Christie's expectsFemme au Turban, inspired by the socialite Sara Murphy, to raise between £500,000 and £700,000 on Tuesday.

Picasso met Murphy in 1923 when she was married to a wealthy financier. As well as being Picasso's muse, she knew F Scott Fitzgerald and was the inspiration for Nicole Diver, a character in his novel Tender is the Night.

A painting depicting another of Picasso's beloved muses, Marie-Therese Walters, entitled Nu au Collier (Nude with a Necklace), is expected to make £9m. The Spanish artist is said to have seduced Walters, aged 17, after striding up to her in a Paris street in 1927 and declaring: "I am Pablo Picasso – you and I are going to do great things together."
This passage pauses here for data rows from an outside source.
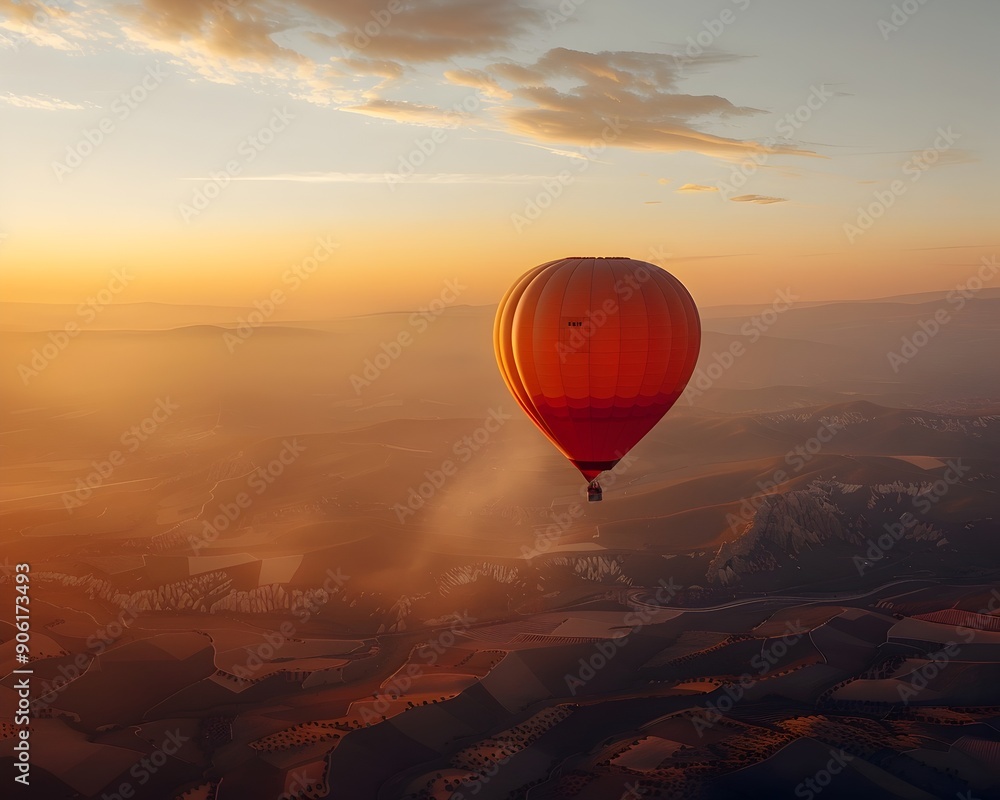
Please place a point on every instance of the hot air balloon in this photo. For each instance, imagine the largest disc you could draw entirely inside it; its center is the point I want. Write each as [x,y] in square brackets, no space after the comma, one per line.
[596,351]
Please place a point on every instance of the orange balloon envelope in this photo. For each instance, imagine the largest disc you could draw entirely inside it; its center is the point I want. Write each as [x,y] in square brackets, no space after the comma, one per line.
[596,351]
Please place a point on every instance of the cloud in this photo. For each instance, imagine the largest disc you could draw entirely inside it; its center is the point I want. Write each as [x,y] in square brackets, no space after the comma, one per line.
[477,79]
[382,177]
[412,113]
[322,51]
[634,95]
[760,199]
[39,103]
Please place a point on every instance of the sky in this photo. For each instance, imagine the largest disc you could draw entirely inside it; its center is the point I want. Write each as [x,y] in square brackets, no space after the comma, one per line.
[207,147]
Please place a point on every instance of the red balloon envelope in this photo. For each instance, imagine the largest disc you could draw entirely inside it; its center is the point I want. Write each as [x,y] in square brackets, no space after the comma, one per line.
[596,350]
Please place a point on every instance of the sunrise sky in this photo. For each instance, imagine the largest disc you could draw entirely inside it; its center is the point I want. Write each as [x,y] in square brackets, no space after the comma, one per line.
[420,135]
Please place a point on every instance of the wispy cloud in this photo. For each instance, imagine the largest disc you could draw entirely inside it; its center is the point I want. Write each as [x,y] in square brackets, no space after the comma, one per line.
[381,177]
[760,199]
[39,102]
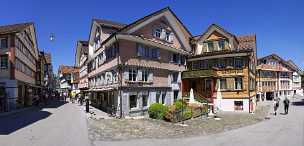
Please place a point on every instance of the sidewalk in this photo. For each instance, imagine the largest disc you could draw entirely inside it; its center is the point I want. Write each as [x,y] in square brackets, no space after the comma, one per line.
[95,113]
[16,111]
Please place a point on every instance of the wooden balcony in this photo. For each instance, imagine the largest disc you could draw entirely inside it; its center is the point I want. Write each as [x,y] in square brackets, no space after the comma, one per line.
[198,73]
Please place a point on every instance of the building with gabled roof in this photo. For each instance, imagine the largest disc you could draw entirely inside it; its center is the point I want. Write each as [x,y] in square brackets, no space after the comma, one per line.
[131,66]
[221,70]
[18,65]
[277,78]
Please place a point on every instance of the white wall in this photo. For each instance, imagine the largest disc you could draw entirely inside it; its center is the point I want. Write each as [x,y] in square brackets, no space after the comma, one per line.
[228,104]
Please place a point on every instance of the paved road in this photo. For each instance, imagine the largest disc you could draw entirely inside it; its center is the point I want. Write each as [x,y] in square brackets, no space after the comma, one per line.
[282,130]
[56,125]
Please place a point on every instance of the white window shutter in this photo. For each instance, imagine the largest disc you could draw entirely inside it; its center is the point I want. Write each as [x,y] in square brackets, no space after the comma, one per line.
[169,79]
[126,76]
[139,75]
[163,34]
[179,78]
[150,77]
[158,53]
[171,36]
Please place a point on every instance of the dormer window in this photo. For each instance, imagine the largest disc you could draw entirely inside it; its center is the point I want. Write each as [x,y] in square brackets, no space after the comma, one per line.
[3,43]
[210,46]
[97,38]
[168,36]
[221,44]
[157,32]
[163,34]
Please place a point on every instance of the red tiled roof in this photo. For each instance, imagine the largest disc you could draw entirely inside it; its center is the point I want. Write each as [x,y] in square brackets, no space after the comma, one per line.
[14,27]
[109,23]
[48,58]
[67,69]
[153,64]
[247,42]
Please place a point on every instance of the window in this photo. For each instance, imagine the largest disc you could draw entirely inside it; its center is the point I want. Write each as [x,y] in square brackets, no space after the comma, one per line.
[145,75]
[221,63]
[238,105]
[221,44]
[97,38]
[157,32]
[174,77]
[167,36]
[207,85]
[4,61]
[176,58]
[238,83]
[163,97]
[145,100]
[183,60]
[175,95]
[132,74]
[238,63]
[133,101]
[223,84]
[210,46]
[147,52]
[3,43]
[158,93]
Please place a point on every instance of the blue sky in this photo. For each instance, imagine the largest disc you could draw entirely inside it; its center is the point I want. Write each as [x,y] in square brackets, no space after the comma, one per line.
[277,24]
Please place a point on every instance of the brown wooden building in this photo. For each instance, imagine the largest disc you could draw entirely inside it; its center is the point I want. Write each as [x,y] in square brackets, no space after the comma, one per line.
[222,70]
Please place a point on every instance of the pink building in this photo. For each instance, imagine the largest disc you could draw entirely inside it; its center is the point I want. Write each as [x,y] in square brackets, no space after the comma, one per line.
[131,66]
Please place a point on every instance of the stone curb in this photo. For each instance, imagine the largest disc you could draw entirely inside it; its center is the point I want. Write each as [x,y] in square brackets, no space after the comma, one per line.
[15,111]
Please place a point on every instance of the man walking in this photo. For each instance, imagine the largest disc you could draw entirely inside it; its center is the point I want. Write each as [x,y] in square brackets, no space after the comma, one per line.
[286,105]
[276,105]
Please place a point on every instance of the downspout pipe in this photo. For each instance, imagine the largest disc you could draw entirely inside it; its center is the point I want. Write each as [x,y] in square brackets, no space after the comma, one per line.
[120,79]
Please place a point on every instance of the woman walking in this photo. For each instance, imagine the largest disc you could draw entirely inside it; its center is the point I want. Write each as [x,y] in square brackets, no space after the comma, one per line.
[276,105]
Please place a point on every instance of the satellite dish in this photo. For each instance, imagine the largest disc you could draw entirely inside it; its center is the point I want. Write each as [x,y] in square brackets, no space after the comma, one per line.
[52,37]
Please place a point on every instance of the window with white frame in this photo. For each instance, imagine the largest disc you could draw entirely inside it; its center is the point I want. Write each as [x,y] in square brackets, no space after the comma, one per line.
[221,44]
[223,84]
[4,61]
[132,75]
[164,97]
[238,83]
[158,99]
[168,36]
[157,32]
[145,99]
[148,52]
[174,77]
[145,75]
[3,43]
[238,62]
[133,101]
[210,46]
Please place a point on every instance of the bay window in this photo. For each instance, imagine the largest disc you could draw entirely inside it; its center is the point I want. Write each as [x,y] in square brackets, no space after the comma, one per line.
[4,61]
[145,100]
[157,32]
[132,75]
[221,44]
[3,43]
[133,101]
[238,83]
[223,84]
[210,46]
[145,75]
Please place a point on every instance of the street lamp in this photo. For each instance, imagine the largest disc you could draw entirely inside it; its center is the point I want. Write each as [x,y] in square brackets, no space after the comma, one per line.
[52,37]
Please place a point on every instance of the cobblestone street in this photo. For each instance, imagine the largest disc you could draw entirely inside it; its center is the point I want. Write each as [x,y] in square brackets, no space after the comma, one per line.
[115,129]
[280,130]
[58,124]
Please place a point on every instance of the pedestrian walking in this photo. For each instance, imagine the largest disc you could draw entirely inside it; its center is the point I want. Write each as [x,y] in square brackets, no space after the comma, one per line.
[276,105]
[286,105]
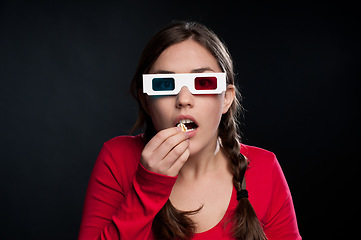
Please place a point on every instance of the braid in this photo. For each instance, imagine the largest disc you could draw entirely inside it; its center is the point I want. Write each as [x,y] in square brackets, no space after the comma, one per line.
[245,223]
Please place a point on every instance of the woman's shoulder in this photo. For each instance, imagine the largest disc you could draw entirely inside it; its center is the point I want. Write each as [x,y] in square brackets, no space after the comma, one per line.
[125,143]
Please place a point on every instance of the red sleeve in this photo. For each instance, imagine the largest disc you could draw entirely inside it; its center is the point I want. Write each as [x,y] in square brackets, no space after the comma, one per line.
[122,197]
[281,222]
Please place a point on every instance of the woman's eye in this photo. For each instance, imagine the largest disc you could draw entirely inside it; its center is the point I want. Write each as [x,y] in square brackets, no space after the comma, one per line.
[163,84]
[205,83]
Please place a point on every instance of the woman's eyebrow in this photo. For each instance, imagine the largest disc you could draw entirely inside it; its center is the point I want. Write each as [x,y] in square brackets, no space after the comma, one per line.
[197,70]
[163,72]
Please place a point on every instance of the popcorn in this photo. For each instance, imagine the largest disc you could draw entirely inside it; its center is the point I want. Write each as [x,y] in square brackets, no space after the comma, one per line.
[183,126]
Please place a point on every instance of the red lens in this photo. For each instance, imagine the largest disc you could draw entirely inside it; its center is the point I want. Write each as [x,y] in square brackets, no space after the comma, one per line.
[205,83]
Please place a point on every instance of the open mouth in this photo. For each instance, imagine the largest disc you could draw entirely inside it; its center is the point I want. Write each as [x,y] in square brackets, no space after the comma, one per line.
[187,125]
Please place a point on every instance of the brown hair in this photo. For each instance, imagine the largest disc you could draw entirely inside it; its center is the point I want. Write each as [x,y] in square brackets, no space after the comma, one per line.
[171,223]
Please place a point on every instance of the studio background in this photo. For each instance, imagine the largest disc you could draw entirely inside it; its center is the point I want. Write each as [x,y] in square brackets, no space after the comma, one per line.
[65,74]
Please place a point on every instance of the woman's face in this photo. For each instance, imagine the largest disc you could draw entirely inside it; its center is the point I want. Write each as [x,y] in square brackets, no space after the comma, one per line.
[204,110]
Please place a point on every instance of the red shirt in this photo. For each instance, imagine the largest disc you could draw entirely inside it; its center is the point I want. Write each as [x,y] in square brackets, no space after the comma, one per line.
[123,197]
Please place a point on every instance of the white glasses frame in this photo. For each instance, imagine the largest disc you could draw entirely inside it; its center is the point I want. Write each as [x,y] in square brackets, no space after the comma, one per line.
[181,80]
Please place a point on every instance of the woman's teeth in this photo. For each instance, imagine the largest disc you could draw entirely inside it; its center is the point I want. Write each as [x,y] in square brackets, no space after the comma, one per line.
[187,125]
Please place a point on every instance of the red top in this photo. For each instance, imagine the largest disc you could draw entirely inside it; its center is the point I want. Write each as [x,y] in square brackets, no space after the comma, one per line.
[123,197]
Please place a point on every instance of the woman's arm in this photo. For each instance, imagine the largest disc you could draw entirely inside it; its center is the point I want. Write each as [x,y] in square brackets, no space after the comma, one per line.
[110,212]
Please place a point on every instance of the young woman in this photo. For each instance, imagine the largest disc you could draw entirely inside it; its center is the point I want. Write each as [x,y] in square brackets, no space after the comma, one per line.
[186,176]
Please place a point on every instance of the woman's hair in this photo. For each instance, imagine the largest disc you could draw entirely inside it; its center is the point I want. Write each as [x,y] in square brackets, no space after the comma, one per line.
[171,223]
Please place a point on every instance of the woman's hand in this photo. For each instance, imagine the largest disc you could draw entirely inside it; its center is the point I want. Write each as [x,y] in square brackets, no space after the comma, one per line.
[166,152]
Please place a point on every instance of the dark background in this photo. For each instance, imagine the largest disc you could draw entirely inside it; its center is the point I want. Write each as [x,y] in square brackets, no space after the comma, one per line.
[65,71]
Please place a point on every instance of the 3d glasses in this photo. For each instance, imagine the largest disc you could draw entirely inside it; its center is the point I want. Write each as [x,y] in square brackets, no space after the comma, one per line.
[171,84]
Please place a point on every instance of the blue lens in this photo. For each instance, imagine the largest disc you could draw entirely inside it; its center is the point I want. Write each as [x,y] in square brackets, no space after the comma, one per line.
[163,84]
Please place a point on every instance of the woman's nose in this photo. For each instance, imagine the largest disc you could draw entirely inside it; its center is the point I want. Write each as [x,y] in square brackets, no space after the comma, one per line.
[184,98]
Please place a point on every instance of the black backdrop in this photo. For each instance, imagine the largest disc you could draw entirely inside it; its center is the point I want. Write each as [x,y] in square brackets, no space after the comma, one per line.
[65,72]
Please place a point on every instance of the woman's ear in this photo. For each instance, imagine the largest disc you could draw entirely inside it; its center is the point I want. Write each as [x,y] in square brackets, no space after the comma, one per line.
[143,101]
[229,96]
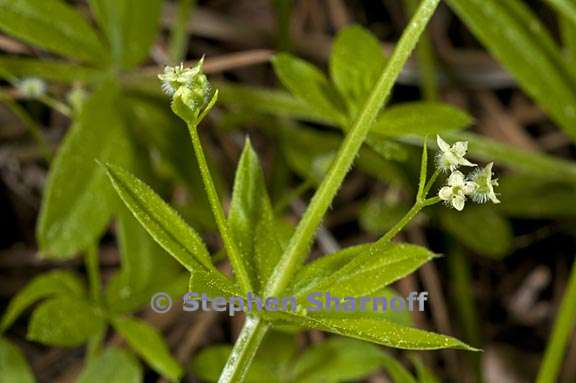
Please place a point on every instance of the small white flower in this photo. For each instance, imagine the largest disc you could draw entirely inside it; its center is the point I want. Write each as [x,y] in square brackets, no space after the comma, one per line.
[190,90]
[451,157]
[32,87]
[457,189]
[485,190]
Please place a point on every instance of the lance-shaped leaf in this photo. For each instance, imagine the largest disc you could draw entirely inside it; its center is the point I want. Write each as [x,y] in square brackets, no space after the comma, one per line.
[522,39]
[13,365]
[356,60]
[483,148]
[145,267]
[65,322]
[53,25]
[114,365]
[161,221]
[370,270]
[378,331]
[309,84]
[131,27]
[59,282]
[250,212]
[149,344]
[78,201]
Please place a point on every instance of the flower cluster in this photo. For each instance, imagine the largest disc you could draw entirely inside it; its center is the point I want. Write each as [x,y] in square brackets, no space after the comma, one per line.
[189,88]
[478,185]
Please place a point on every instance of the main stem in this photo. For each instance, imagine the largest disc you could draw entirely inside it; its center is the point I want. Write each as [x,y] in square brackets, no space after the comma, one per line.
[244,350]
[300,242]
[218,211]
[254,330]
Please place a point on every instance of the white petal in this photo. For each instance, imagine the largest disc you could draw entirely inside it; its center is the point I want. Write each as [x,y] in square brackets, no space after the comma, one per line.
[456,179]
[464,162]
[458,202]
[460,148]
[493,197]
[442,144]
[445,193]
[470,187]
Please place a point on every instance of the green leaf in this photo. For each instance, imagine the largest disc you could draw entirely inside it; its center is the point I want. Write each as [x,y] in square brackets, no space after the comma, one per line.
[356,60]
[396,370]
[53,283]
[160,220]
[71,201]
[148,343]
[420,118]
[378,331]
[64,322]
[307,83]
[161,129]
[53,25]
[370,271]
[131,27]
[483,148]
[251,210]
[337,360]
[13,365]
[114,365]
[51,70]
[145,267]
[566,8]
[548,79]
[270,101]
[481,228]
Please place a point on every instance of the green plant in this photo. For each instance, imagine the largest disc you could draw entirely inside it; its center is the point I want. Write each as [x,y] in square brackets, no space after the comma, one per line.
[259,261]
[70,315]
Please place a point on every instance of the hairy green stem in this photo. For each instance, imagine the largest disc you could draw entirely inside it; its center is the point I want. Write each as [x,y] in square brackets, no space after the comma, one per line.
[216,207]
[253,333]
[244,350]
[561,334]
[300,242]
[426,61]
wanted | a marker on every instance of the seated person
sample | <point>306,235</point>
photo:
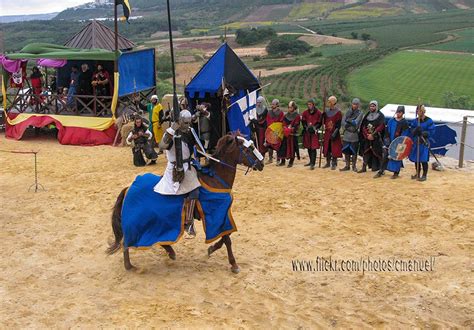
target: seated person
<point>140,138</point>
<point>101,82</point>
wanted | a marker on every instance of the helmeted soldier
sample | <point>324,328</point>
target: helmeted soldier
<point>332,147</point>
<point>373,132</point>
<point>351,123</point>
<point>174,180</point>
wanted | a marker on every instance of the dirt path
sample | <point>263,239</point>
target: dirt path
<point>55,273</point>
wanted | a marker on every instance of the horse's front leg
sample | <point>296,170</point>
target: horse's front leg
<point>170,251</point>
<point>215,247</point>
<point>126,260</point>
<point>228,243</point>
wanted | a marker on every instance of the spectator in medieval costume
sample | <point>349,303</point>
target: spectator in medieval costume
<point>275,115</point>
<point>73,85</point>
<point>289,144</point>
<point>183,103</point>
<point>258,124</point>
<point>202,118</point>
<point>101,82</point>
<point>85,80</point>
<point>397,126</point>
<point>422,129</point>
<point>311,121</point>
<point>36,79</point>
<point>140,137</point>
<point>350,140</point>
<point>84,86</point>
<point>332,147</point>
<point>373,129</point>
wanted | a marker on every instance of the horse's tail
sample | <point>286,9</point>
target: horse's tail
<point>117,223</point>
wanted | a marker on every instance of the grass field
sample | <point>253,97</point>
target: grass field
<point>465,43</point>
<point>310,9</point>
<point>365,11</point>
<point>406,76</point>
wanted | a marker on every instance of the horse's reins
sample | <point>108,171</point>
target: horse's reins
<point>251,161</point>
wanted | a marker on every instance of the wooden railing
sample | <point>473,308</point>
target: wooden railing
<point>24,101</point>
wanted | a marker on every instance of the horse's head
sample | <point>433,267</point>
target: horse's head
<point>235,149</point>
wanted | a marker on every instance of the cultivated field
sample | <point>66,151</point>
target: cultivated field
<point>407,76</point>
<point>464,43</point>
<point>55,274</point>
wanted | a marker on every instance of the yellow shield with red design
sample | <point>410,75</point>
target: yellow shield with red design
<point>274,133</point>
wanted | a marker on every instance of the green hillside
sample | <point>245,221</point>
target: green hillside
<point>407,76</point>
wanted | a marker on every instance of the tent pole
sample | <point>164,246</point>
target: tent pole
<point>115,39</point>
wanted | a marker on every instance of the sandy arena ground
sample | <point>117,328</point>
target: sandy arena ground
<point>55,273</point>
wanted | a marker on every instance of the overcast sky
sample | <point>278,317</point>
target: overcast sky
<point>27,7</point>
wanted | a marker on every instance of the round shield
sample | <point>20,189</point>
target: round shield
<point>400,148</point>
<point>274,133</point>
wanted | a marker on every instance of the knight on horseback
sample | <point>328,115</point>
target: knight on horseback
<point>185,182</point>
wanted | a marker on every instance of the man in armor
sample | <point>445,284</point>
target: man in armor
<point>140,137</point>
<point>422,129</point>
<point>351,121</point>
<point>203,119</point>
<point>397,126</point>
<point>332,147</point>
<point>258,124</point>
<point>311,121</point>
<point>373,130</point>
<point>180,178</point>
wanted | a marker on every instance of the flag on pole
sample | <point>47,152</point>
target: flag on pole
<point>252,105</point>
<point>126,9</point>
<point>247,106</point>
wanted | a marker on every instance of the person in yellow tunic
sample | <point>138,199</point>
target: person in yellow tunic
<point>154,112</point>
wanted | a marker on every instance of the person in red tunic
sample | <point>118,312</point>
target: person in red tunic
<point>258,124</point>
<point>289,145</point>
<point>275,115</point>
<point>36,79</point>
<point>332,148</point>
<point>311,120</point>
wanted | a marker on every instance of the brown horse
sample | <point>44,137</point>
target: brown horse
<point>231,150</point>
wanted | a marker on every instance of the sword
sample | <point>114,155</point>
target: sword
<point>205,154</point>
<point>197,140</point>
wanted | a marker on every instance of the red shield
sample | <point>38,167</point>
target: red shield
<point>400,148</point>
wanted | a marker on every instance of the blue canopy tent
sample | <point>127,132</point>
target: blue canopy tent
<point>224,70</point>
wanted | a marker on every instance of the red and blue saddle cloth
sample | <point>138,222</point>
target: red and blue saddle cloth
<point>149,218</point>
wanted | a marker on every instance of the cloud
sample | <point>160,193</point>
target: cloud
<point>27,7</point>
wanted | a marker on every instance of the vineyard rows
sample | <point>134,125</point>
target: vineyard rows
<point>330,78</point>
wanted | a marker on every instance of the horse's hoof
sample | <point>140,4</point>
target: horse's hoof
<point>130,267</point>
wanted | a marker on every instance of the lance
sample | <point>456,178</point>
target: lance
<point>176,110</point>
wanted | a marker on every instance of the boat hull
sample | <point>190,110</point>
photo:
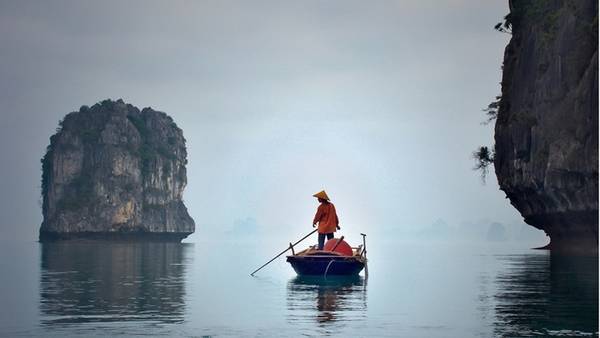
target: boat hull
<point>326,265</point>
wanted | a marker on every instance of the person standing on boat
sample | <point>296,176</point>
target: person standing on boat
<point>326,217</point>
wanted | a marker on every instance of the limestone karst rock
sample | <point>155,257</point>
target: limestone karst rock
<point>113,171</point>
<point>546,131</point>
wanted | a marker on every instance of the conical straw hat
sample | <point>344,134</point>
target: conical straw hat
<point>322,194</point>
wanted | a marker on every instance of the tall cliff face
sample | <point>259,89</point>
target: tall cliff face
<point>547,127</point>
<point>115,171</point>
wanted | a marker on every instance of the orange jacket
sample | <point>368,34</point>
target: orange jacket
<point>327,218</point>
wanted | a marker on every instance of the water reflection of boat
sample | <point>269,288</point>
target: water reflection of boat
<point>104,281</point>
<point>327,299</point>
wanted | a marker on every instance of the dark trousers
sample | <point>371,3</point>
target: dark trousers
<point>322,239</point>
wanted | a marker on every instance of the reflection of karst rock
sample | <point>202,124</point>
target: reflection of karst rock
<point>547,295</point>
<point>88,282</point>
<point>547,128</point>
<point>115,171</point>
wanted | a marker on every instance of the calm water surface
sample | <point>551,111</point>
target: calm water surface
<point>203,289</point>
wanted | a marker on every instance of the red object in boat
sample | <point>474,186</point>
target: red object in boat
<point>343,248</point>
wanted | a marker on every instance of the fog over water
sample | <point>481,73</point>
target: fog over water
<point>379,103</point>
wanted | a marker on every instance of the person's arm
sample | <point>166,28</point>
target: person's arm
<point>318,215</point>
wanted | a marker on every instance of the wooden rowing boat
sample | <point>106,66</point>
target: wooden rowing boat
<point>313,262</point>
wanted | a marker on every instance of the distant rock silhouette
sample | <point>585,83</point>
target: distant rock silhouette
<point>114,171</point>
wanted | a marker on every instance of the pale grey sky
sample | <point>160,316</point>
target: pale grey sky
<point>378,102</point>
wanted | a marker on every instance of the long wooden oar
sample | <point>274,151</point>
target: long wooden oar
<point>284,251</point>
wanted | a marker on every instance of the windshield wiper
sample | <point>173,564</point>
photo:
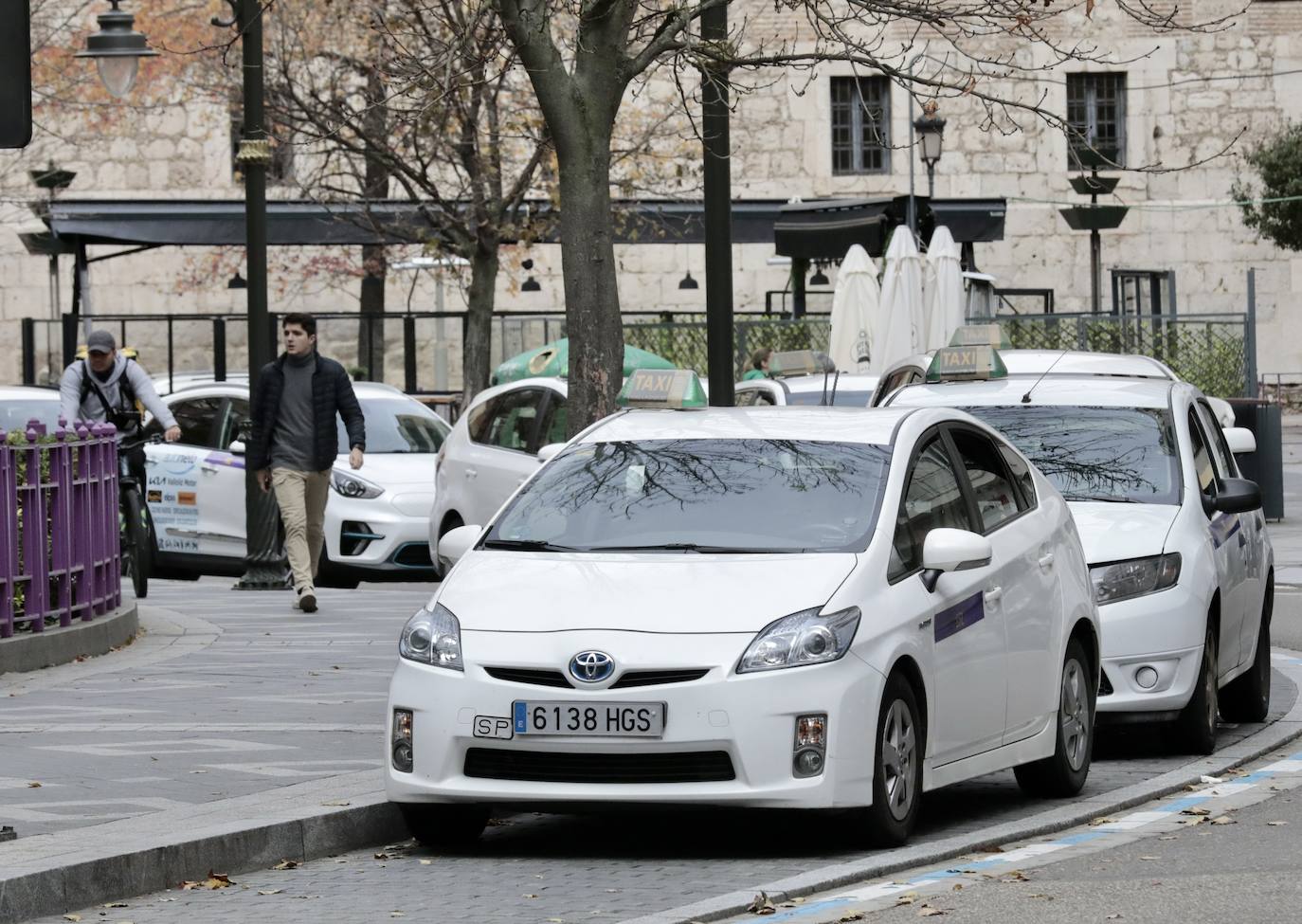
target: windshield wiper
<point>1102,498</point>
<point>689,547</point>
<point>528,546</point>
Conor Jordan, a director of Christie's impressionist and modern art department, said: "This picture illustrates the flowering of the relationship. It is a beautiful, lyrical evocation of Marie-Therese and what she meant to him. It is Picasso revelling in female beauty."

Two works on paper of his housekeeper, Ines Sassier, are included in the paintings for sale. Sassier was 16 when she joined the turbulent Picasso household as a chambermaid in 1937. She became the painter's confidante, cherished by his children and accepted by his lovers.

Also included in the sale is the pastel drawing, Bouffon et Jeune Acrobate (Jester and Young Acrobat) which is expected to fetch up to £3.5m.

A Christie's spokeswoman said: "Picasso's muses tend to be the women he was in love with or living with and the inspiration for his painting. He painted many, many women over and over again using them as inspiration."

Picasso was born in October 1881 in Malaga. His father, himself an artist and professor of drawing, recognised the young Picasso's unusual drawing skill at the age of 10. While living in Barcelona in his youth, Picasso used everyday scenes from cafés, streets and the brothels for inspiration.

When he died in 1973 at the age of 92, Picasso had fathered two children with the same woman but had had a string of mistresses. The record price for a Picasso work is the £38.4m paid for Femme aux Bras Croises at auction in New York in November 2000. It is the fifth highest price paid for a work of art.

Picasso's works are among 45 pieces on sale at the Christie's auction of impressionist and modern art.